At 17 armed with a newly acquired provisional licence and a pressing need to get to my first job I became the proud owner of a 5th hand Honda MT-5, bought off the son of my new boss. Looking back now I really didn't have a clue, I remember flipping the bike onto it's seat because I didn't have any idea about the clutch, pretty impressive for a 50cc!
However that little Honda taught me how to keep a bike upright in thick snow and the importance of trying to maintain some body heat in driving rain. One could easily imagine those experiences putting me off two wheels for life but they somehow served as the catalyst to a life- long obsession with bikes and biking.
Over the following years a succession of different motorcycles entered my life, Yamaha RD 125LC, 350YPVS, 500LC, Kawasaki 750 turbo and Ducati 916. This list is both long and equally without logic, and trust me it does not end with the Ducati!. These bikes weren't just transport but they provided me with some of the richest and most fulfilling life experiences imaginable - riding the high passes in the Peak District, enjoying the sweeping curves of the B500 in the Black forest, rolling onto a Brazilian beach at sunrise and taking a moments reflection in a Belgian WW1 cemetery.
In addition the friendships that have enriched my life through biking are immeasurable. Jonathan the founder of The Revive Club is one of those friends and someone I may never have encountered were it not for our shared passion for motorcycles. That's us in the photo below on an epic trip to Umbria which involved wild camping, campfires and pipe smoking! Recently we were chatting together about what it is that continues this passion and the fact that no matter what interruptions come along we have to have a motorcycle in our lives.

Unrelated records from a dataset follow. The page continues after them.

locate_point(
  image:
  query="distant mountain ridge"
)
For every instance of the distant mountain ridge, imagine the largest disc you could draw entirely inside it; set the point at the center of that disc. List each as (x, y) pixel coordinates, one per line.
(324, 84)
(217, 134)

Ted Simon described riding motorcycles as giving you an intimate connection with the very tastes, smells and cultures you are riding through, Valentino Rossi suggested it was the sensation of executing perfectly a series of sweeping curves. It may simply be no more than motorcycling being one of the last vestiges of freedom in this over protective world. Personally my passion never diminishes because I simply never lose the wonder that by a miniscule twist of the wrist I can propel myself over vast distances at sometimes incredible velocity.

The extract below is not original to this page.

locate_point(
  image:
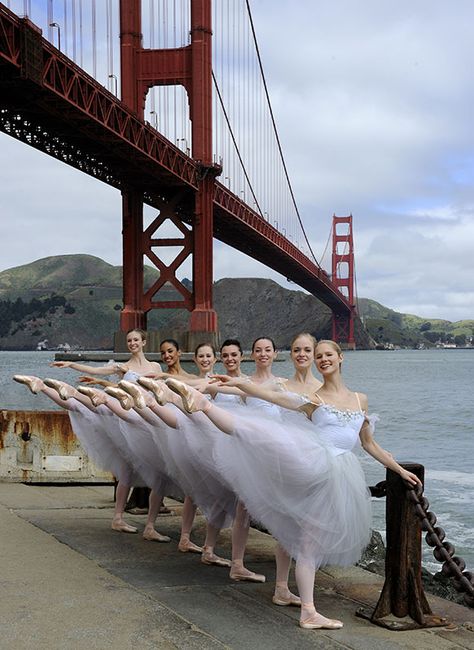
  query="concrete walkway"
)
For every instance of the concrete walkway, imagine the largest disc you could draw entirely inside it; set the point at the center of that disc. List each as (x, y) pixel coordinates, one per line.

So after 37 years of biking I am about to embark on my latest motorcycling odyssey. I have ordered a Royal Enfield Himalayan, a motorcycle which probably produces about the same horse power as that first Honda but the excitement I feel at the prospect of riding is uncontrollable. Maybe you are scoffing at my choice, one or two of you maybe nodding sagely but in truth my choice of motorcycle is irrelevant!. I sense we may be entering the last years of the internal combustion engine and the raw pleasures they bestow, whether the future bears this out we will see.
If you are reading this article as a biker then enjoy every second of this wonderful pastime, if you are reading simply as a follower of the Revive Club I urge you to give motorcycling a go. You never know it could provide you with real life experiences and life long friendships.
Take care though, it may also give you an itch that you may never stop scratching!